By Kavitha Surana
Tampa Bay Times
TAMPA, Fla. — A man arrested on a murder charge Monday had been released from the Orient Road Jail last month under measures to contain the spread of coronavirus, deputies said Tuesday.
It is the only known case of an inmate in the county who went on to commit a new crime after they were approved for release under the precautions, a spokesperson for the Hillsborough County Sheriff’s Office said.
Joseph Edward Williams, 26, was arrested Monday in connection with a March 20 murder in the 8000 block of Ash Avenue, according to the Sheriff’s Office.
At about 10:40 p.m. that day, deputies fielded multiple 911 calls reporting gunshots. Responding deputies found a man who had been shot. Authorities took him to Tampa General Hospital, where he later died. In a news release, deputies said they did not believe the shooting was random.
Deputies didn’t release any additional details Tuesday, including the victim’s name.
Williams is charged with second-degree murder, resisting an officer, being felon in possession of a firearm and possession of heroin and drug paraphernalia. His bail has been set at $280,500.
Officials across Florida and the U.S. have tried to shrink jail populations in an effort to prevent the coronavirus from rapidly spreading among inmates and jail staff living and working in packed quarters. On March 19, Hillsborough County Sheriff Chad Chronister released 164 county jail inmates accused of low-level, non-violent crimes. They included a housekeeper charged with cocaine possession, a student facing burglary and petty theft charges and a man picked up on a trespassing offense.
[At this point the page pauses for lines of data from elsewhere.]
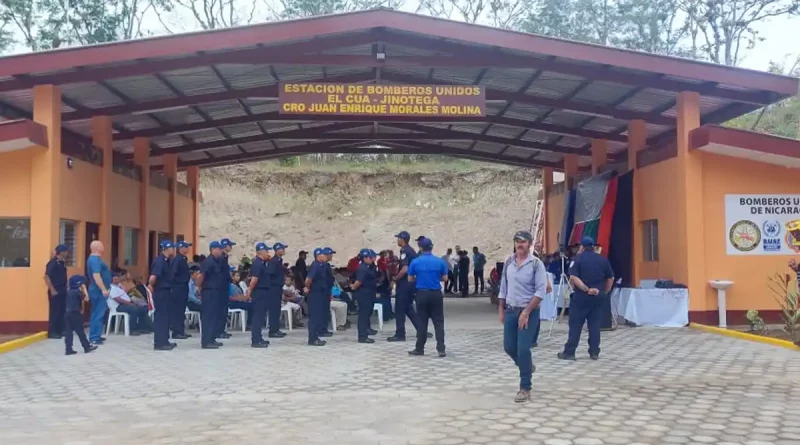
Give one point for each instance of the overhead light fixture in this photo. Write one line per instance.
(158, 110)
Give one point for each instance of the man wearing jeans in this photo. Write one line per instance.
(522, 288)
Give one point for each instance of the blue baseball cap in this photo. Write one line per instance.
(424, 243)
(76, 281)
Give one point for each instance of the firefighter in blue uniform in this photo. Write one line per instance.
(366, 289)
(404, 292)
(259, 294)
(55, 275)
(318, 290)
(592, 278)
(222, 310)
(180, 290)
(276, 274)
(211, 280)
(160, 284)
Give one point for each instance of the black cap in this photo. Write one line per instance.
(523, 235)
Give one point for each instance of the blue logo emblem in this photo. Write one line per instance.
(772, 229)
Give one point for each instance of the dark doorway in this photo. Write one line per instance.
(115, 247)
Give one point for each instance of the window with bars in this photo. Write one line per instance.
(67, 236)
(650, 239)
(131, 246)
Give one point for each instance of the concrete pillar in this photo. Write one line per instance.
(637, 140)
(547, 186)
(599, 154)
(102, 138)
(193, 181)
(171, 172)
(141, 157)
(570, 170)
(689, 187)
(45, 193)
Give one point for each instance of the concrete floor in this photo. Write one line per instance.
(653, 386)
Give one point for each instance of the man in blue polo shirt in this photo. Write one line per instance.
(427, 272)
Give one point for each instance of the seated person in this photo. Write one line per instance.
(120, 300)
(194, 303)
(293, 299)
(339, 308)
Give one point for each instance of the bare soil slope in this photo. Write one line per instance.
(351, 210)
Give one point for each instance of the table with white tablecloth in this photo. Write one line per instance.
(667, 308)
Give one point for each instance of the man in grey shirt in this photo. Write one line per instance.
(522, 288)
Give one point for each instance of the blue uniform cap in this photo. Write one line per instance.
(76, 281)
(424, 243)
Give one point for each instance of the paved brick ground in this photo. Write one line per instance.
(653, 386)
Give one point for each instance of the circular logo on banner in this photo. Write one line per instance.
(772, 229)
(745, 235)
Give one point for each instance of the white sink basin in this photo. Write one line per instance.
(720, 284)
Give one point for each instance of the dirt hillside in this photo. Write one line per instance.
(354, 209)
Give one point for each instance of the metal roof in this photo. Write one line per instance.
(211, 97)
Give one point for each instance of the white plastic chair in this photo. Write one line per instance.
(118, 318)
(378, 307)
(286, 311)
(239, 315)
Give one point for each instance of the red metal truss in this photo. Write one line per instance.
(275, 116)
(333, 133)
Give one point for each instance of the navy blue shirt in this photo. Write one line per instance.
(318, 273)
(367, 274)
(74, 299)
(593, 269)
(213, 278)
(162, 269)
(275, 272)
(259, 270)
(56, 270)
(428, 271)
(180, 270)
(407, 255)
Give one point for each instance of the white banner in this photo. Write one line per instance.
(762, 224)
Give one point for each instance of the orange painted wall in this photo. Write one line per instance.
(157, 213)
(15, 183)
(726, 175)
(555, 217)
(659, 201)
(80, 191)
(124, 201)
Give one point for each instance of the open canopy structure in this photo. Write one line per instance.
(211, 97)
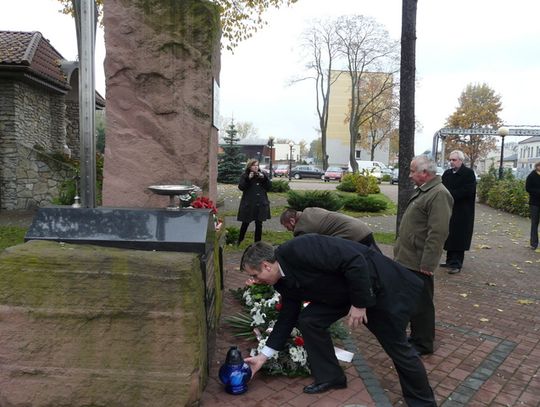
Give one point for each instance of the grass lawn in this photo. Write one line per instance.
(11, 236)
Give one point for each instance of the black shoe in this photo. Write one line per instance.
(315, 388)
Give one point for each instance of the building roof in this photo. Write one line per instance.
(29, 54)
(533, 139)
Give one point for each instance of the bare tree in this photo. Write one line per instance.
(320, 42)
(368, 50)
(406, 111)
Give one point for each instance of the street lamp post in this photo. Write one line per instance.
(291, 145)
(502, 132)
(271, 145)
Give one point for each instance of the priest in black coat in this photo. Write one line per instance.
(340, 278)
(461, 183)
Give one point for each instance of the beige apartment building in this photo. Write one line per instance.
(338, 144)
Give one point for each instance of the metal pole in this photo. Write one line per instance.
(502, 158)
(85, 20)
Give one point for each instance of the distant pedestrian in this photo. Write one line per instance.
(461, 183)
(330, 223)
(532, 186)
(421, 236)
(254, 205)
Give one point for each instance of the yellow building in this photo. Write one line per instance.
(337, 134)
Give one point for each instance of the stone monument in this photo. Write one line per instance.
(162, 71)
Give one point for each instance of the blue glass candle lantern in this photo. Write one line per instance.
(235, 373)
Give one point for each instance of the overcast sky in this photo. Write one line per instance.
(458, 42)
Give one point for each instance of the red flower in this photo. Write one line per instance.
(204, 202)
(299, 341)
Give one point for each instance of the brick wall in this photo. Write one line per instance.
(32, 130)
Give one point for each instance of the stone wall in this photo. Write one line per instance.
(31, 129)
(93, 326)
(162, 61)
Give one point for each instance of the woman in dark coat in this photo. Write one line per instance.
(461, 183)
(532, 186)
(254, 205)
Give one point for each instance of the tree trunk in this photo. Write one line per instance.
(406, 113)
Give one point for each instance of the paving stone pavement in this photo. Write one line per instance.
(487, 332)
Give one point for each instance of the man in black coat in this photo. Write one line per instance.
(339, 278)
(532, 186)
(461, 183)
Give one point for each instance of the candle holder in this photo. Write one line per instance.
(235, 373)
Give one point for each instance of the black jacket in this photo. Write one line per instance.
(532, 186)
(338, 273)
(254, 204)
(462, 186)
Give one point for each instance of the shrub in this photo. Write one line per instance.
(363, 184)
(485, 184)
(280, 185)
(365, 204)
(510, 196)
(322, 199)
(348, 183)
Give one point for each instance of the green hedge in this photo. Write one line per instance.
(361, 203)
(322, 199)
(280, 185)
(507, 194)
(361, 184)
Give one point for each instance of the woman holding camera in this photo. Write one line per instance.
(254, 205)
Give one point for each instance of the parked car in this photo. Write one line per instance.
(306, 171)
(281, 170)
(334, 173)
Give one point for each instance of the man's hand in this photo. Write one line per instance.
(255, 363)
(426, 272)
(356, 317)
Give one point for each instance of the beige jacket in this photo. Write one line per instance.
(424, 227)
(324, 222)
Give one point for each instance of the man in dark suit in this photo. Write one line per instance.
(461, 183)
(339, 278)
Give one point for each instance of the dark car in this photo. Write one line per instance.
(306, 171)
(333, 173)
(282, 170)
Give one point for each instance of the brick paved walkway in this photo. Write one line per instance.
(488, 340)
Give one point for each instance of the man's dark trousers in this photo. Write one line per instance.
(423, 320)
(388, 326)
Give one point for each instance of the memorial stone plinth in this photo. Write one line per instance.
(162, 73)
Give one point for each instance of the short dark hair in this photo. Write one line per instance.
(287, 215)
(255, 254)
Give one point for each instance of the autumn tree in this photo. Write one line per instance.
(367, 50)
(320, 41)
(240, 19)
(381, 114)
(230, 164)
(479, 108)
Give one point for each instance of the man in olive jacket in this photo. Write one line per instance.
(419, 246)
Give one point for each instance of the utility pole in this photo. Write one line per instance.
(85, 23)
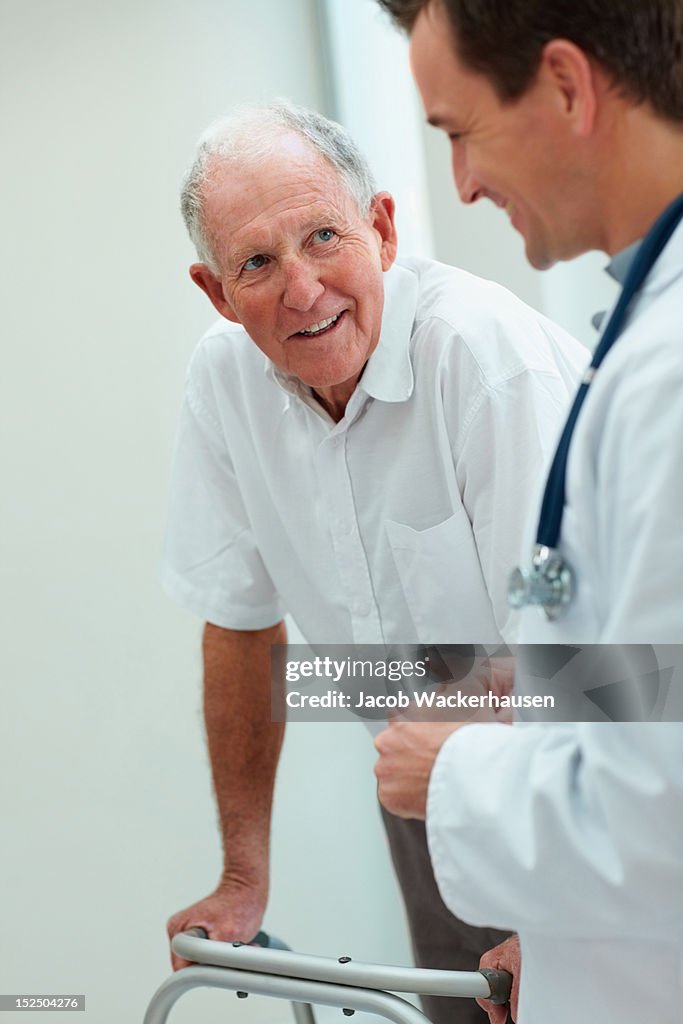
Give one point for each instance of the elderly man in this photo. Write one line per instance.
(359, 443)
(570, 116)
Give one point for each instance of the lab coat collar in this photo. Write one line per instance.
(619, 266)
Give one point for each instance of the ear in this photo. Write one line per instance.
(382, 220)
(567, 70)
(205, 279)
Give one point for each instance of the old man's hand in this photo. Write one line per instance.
(407, 754)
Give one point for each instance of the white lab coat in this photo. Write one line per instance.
(572, 834)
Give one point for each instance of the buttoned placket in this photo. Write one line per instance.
(337, 496)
Williams was also released that day. He had been booked into jail on March 13 for possession of less than four grams of heroin, a third degree felony, and possession of drug paraphernalia, a first-degree misdemeanor. He was already eligible for release under a $2,500 bond — meaning he could have walked out after paying $250.
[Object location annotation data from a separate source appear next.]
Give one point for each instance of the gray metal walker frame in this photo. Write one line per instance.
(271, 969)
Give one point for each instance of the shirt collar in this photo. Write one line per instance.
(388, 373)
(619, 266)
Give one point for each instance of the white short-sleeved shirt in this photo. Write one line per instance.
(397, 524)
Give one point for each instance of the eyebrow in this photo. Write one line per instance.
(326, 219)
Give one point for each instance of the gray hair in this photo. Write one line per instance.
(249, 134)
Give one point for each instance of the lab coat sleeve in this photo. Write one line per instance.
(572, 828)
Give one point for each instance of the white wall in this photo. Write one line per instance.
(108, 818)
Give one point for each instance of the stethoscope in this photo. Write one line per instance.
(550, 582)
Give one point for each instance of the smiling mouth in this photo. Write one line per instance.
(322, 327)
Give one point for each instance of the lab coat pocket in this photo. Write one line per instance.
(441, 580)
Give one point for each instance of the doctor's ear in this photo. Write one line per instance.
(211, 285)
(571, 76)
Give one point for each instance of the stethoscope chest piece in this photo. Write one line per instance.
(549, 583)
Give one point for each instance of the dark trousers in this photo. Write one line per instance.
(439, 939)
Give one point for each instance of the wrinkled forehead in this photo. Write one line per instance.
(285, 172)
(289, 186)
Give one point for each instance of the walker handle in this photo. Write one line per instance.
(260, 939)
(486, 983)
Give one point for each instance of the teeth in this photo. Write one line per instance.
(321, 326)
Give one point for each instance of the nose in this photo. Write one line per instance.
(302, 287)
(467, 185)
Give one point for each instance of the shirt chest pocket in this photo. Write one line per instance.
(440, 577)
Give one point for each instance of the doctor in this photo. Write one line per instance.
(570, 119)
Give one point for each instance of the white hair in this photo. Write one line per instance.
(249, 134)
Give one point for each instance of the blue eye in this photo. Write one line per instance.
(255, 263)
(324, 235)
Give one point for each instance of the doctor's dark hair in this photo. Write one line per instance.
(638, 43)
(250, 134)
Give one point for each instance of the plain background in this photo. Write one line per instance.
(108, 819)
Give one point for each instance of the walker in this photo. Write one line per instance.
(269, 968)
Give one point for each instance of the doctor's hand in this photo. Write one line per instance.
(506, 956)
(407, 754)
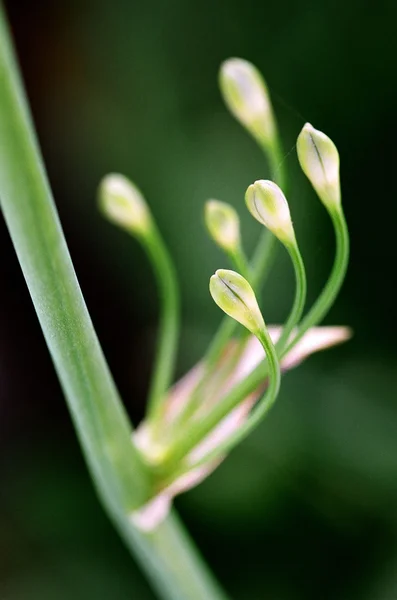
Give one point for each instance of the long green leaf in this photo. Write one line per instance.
(167, 555)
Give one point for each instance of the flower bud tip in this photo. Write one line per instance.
(246, 95)
(223, 224)
(123, 204)
(234, 295)
(319, 160)
(268, 205)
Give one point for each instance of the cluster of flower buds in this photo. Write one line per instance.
(190, 427)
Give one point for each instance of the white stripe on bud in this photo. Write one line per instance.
(246, 95)
(268, 205)
(319, 159)
(234, 295)
(223, 224)
(123, 204)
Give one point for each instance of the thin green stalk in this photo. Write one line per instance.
(240, 263)
(167, 342)
(300, 296)
(121, 479)
(247, 386)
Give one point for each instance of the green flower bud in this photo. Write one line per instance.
(223, 224)
(246, 95)
(234, 295)
(123, 204)
(268, 205)
(319, 159)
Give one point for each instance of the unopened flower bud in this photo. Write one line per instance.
(246, 95)
(268, 205)
(319, 159)
(234, 295)
(223, 224)
(123, 204)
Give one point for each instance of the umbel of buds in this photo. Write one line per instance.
(223, 224)
(234, 295)
(319, 159)
(123, 204)
(268, 205)
(246, 95)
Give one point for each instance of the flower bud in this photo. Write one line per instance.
(123, 204)
(268, 205)
(246, 95)
(223, 224)
(319, 159)
(234, 295)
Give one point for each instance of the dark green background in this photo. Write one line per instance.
(306, 509)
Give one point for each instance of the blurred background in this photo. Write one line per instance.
(306, 508)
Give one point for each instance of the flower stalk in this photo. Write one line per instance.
(188, 428)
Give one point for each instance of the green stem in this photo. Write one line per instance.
(300, 296)
(242, 390)
(259, 412)
(121, 479)
(240, 263)
(167, 342)
(262, 260)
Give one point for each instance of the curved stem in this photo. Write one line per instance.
(261, 263)
(122, 480)
(300, 296)
(167, 341)
(240, 263)
(248, 385)
(261, 408)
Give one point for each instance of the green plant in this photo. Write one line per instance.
(189, 428)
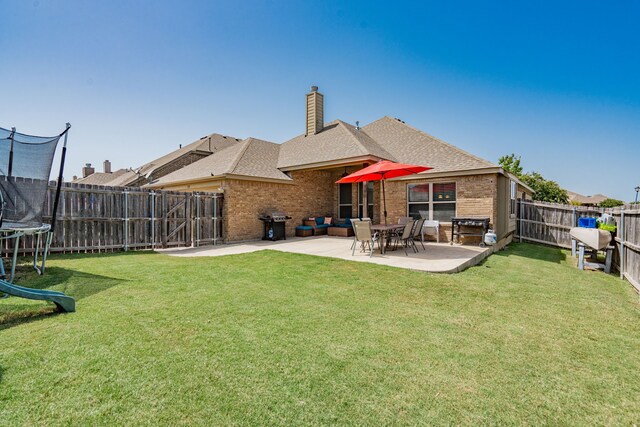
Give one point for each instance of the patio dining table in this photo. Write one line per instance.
(385, 233)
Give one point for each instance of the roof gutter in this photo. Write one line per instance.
(436, 174)
(216, 178)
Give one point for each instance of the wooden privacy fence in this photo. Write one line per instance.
(97, 218)
(549, 223)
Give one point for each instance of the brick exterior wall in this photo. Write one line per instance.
(316, 193)
(476, 197)
(312, 193)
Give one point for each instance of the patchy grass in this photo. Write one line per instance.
(270, 338)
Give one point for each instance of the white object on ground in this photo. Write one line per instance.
(592, 237)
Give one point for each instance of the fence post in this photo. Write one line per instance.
(153, 219)
(521, 214)
(215, 219)
(126, 220)
(197, 242)
(622, 237)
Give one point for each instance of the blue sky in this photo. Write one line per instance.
(556, 82)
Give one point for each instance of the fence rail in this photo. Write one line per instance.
(549, 223)
(98, 218)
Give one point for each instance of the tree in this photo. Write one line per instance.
(545, 190)
(610, 203)
(511, 163)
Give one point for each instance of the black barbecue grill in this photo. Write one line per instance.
(274, 225)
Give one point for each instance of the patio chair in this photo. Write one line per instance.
(431, 227)
(403, 220)
(406, 237)
(363, 235)
(417, 234)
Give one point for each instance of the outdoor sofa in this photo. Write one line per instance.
(321, 225)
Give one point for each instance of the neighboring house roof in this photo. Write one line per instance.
(101, 178)
(253, 158)
(123, 177)
(586, 200)
(207, 144)
(337, 141)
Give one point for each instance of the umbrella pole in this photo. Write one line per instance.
(384, 203)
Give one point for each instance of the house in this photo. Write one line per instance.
(159, 167)
(299, 177)
(579, 199)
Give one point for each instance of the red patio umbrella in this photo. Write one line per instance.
(384, 169)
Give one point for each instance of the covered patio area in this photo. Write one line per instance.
(437, 258)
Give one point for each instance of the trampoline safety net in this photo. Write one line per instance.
(25, 166)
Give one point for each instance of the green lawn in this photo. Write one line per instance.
(270, 338)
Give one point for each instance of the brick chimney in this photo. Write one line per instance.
(315, 111)
(87, 170)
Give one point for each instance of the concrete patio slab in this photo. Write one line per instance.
(437, 258)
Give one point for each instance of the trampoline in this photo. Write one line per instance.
(25, 166)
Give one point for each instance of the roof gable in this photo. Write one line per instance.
(410, 145)
(251, 158)
(337, 140)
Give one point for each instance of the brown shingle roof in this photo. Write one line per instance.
(338, 140)
(251, 158)
(587, 200)
(207, 144)
(386, 138)
(410, 145)
(101, 178)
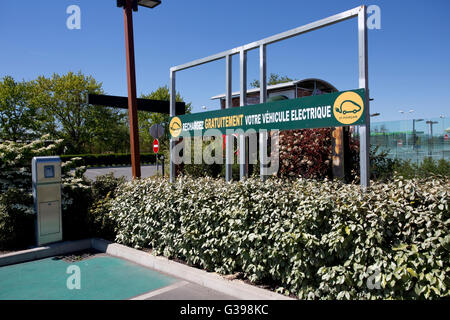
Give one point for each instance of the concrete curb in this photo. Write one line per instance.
(45, 252)
(235, 288)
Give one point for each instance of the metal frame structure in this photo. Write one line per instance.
(364, 130)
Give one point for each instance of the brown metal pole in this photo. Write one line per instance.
(132, 100)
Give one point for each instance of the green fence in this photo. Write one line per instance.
(413, 139)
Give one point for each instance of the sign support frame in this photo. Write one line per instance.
(360, 12)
Chronister said officials around the country are facing difficult decisions balance public safety concerns with efforts to protect deputies and inmates from the virus during the COVID-19 crisis, and called for Williams to be prosecuted “to the fullest extent of the law.”
“There is no question Joseph Williams took advantage of this health emergency to commit crimes while he was out of jail awaiting resolution of a low-level, non-violent offense,” he said in an e-mailed statement. Williams’s past history includes arrests on 35 previous charges, according to the Sheriff’s Office. He was convicted for burglary of an unoccupied conveyance in 2012, and being a felon in possession of a firearm in 2018.
Since the coronavirus first appeared in the United States, civil rights groups have sounded the alarm that jails and prisons have ideal conditions for the virus to spread quickly and urged officials to limit their inmate populations.
So far, 56 employees and 35 inmates in the Florida Department of Corrections system have tested positive for the virus. At least nine inmates in Broward County jails were infected. One has died.